Expressive-FastSpeech2 - Advancing Non-autoregressive TTS for Emotional and Conversational Voice Synthesis

Introduction to Expressive-FastSpeech2

Expressive-FastSpeech2 is a PyTorch implementation focused on advancing text-to-speech (TTS) technology by delivering expressive and natural-sounding speech using non-autoregressive methods. The project mainly centers on developing Emotional TTS and Conversational TTS systems, utilizing notable datasets such as the AIHub Multimodal Video AI datasets for Korean and the IEMOCAP database for English.

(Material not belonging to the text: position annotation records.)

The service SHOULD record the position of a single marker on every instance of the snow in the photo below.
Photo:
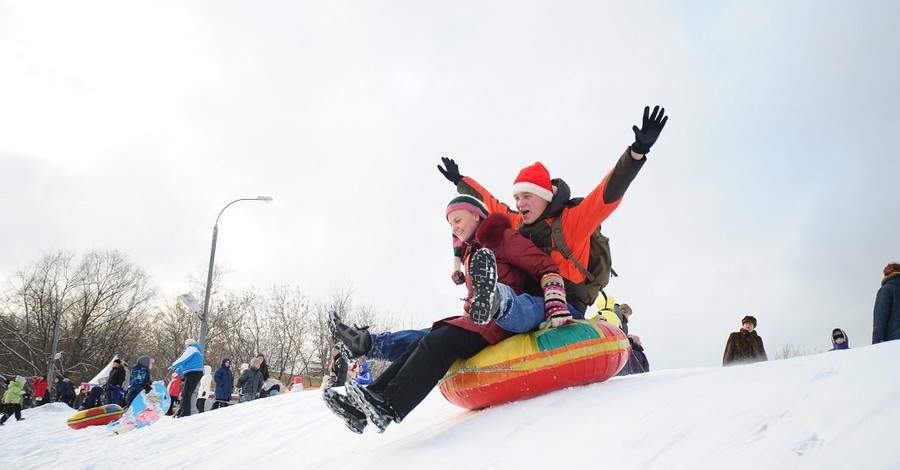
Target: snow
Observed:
(806, 412)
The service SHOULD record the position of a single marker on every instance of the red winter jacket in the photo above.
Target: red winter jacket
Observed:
(578, 221)
(519, 263)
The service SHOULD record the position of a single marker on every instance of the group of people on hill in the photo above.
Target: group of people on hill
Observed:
(746, 346)
(516, 281)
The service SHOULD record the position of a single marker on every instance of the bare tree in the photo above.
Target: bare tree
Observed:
(98, 303)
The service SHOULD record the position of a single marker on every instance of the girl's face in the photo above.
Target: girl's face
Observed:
(463, 223)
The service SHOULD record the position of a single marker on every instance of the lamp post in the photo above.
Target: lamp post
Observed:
(204, 320)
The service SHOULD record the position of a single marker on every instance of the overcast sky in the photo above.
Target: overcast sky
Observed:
(772, 190)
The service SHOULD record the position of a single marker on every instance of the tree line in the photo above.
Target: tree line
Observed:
(103, 305)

Contributions of the Project

Non-autoregressive Expressive TTS: The core goal of this project is to lay the groundwork for future exploration and practical applications in non-autoregressive expressive TTS. It encompasses Emotional TTS, which focuses on imbuing speech synthesis with emotional expressiveness, and Conversational TTS, designed to produce speech suitable for conversations.
Annotated Data Processing: This project offers insights into handling new datasets, which may involve different languages, to successfully train non-autoregressive emotional TTS models. This entails methods for processing and preparing data to enhance the performance and expressiveness of the generated speech.
English and Korean TTS: The project expands its reach by including Korean alongside English TTS, addressing language-specific features. For instance, when working with Korean, additional data processing is vital to accommodate the unique linguistic characteristics. This involves tasks like training the Montreal Forced Aligner with language-specific datasets.
Adopting Other Languages: If researchers wish to adapt this model to other languages, they can conveniently refer to the section titled "Training with your own dataset (own language)" in the categorical branch of the project repository.

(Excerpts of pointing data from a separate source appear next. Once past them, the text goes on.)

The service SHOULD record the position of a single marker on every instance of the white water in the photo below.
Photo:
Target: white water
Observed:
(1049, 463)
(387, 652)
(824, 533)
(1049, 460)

Project Repository Structure

FastSpeech2 is the foundational framework for this project, offering a robust non-autoregressive multi-speaker TTS platform. It is beneficial to familiarize oneself with the original FastSpeech2 paper and implementation to fully grasp the enhancements made in Expressive-FastSpeech2.

Emotional TTS

The project branch dedicated to Emotional TTS includes basic implementations based on the Emotional End-to-End Neural Speech synthesizer approach. It is split into two branches:

Categorical Branch: This segment conditions on categorical emotional descriptors such as emotions like happy or sad.
Continuous Branch: In addition to categorical descriptors, this branch also considers continuous emotional descriptors like arousal and valence.

Conversational TTS

The conversational branch focuses on synthesizing speech suitable for dialogue systems and voice agents by conditioning on chat history. It draws inspiration from the Conversational End-to-End TTS approach, specifically designed for voice agents.

Citing the Project

For those interested in utilizing or referencing this project, appropriate citation instructions are outlined in the repository to acknowledge the contributions of Keon Lee, the developer behind this work.

Acknowledgments

The development of Expressive-FastSpeech2 builds upon several seminal works and contributions in the field of TTS, such as FastSpeech2 by ming024, Korean-FastSpeech2-Pytorch by HGU-DLLAB, and other notable projects that have significantly influenced the advancement of multi-speaker and expressive speech synthesis.